In Altman Contractors, Inc. v. Crum & Forster Specialty Insurance Company, Case No. 9:13-cv-80831-KAM (S.D. Fla. June 4, 2015), Altman's insurer refused to cover Altman's legal and expert costs incurred in the 558 process. The insurance company successfully argued that the 558 process is not a lawsuit and it is not a formal dispute resolution proceeding; thus, the insurance company is not required under the policy language or Florida law to pay for the expenses of the 558 process.

The Federal Court noted that whether an insurer is required to defend a Chapter 558 proceeding is a case of first impression in Florida. The Court had to decide whether the 558 process triggered the insurance companies duties under the insurance contract even though the owner's allegations of construction defects were being asserted in a mandatory pre-suit notice and not in a formal dispute resolution process such as a lawsuit.

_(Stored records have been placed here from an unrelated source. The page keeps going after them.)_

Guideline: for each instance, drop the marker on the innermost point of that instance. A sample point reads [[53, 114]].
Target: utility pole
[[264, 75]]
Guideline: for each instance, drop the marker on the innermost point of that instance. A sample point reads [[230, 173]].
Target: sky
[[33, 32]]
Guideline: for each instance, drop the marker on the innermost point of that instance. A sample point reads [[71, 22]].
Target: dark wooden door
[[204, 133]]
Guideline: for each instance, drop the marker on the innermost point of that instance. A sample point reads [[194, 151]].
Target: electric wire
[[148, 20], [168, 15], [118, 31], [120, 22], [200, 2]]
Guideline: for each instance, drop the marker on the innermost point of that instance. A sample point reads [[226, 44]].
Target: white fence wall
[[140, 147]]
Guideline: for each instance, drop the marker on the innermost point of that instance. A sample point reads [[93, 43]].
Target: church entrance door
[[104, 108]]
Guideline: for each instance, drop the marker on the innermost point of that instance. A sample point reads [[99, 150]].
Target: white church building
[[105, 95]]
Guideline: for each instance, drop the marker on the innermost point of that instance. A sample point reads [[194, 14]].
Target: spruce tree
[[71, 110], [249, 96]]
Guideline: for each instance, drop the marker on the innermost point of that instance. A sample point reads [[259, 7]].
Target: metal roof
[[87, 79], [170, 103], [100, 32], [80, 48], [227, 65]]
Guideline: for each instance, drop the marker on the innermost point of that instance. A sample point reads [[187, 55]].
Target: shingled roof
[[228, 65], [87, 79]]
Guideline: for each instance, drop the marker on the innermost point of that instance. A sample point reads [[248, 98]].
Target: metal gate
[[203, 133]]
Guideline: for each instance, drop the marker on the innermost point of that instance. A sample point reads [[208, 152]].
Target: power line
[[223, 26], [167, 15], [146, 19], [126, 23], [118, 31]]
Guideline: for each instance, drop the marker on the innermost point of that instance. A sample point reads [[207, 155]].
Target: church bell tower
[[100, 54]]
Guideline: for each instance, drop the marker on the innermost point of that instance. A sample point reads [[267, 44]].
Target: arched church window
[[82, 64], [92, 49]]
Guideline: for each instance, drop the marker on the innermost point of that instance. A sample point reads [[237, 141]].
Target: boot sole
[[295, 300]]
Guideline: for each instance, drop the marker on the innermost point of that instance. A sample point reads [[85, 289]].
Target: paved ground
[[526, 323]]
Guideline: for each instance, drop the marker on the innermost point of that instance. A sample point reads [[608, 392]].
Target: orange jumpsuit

The Court reviewed the insurance policy and determined that the insurance policy specified that the insurer's duty to provide a defense was triggered by a formal "Suit" defined as litigation, arbitration or another formal dispute resolution proceeding. Next the Court evaluated whether the Section 558 process was a formal dispute resolution proceeding. The Court did not find any Florida cases on point so it reviewed cases outside of Florida that defined dispute resolution proceedings. Although the Court acknowledged some cases that broadly defined formal dispute resolution proceedings, the Court determined that the Section 558 notice and right to cure statute provides owners and contractors with a "mechanism" to resolve a dispute and not a formal "proceeding." Thus, the Court held that the insurance company properly denied the contractor with a defense.

The Court's decision has significant consequences for contractors. Contractors rely on their insurance and the insurance of their subcontractors to cover legal and other costs that are inherent in participating in a 558 process. There are three things that contractors and subcontractors can do to avoid going out of pocket for legal fees in a 558 process. The first option is to seek a modification of their insurance policy that would specifically require their insurer to pay for a legal defense during the 558 process. The second option is state in their contract with the owner that 558 will not apply to the contract and thereby avoid the process altogether. Section 558 specifically allows contracting parties to opt out of 558. The last option is to send an immediate formal denial of the allegations of any 558 notice rather than engaging in the process.

Remember, 558 is supposed to protect contractors by forcing owners to give notice of defects and provide a contractor with a reasonable opportunity to cure the defects and avoid litigation. However, if the 558 process itself presents a financial burden that your insurer will not cover, then you have options. Insurers should understand that the 558 process can lead to an early resolution of owner claims and a savings to the insurance company of defense and claims costs; thus, insurers should weigh the benefits of covering defense costs of a 558 process against the costs of a formal dispute resolution proceeding.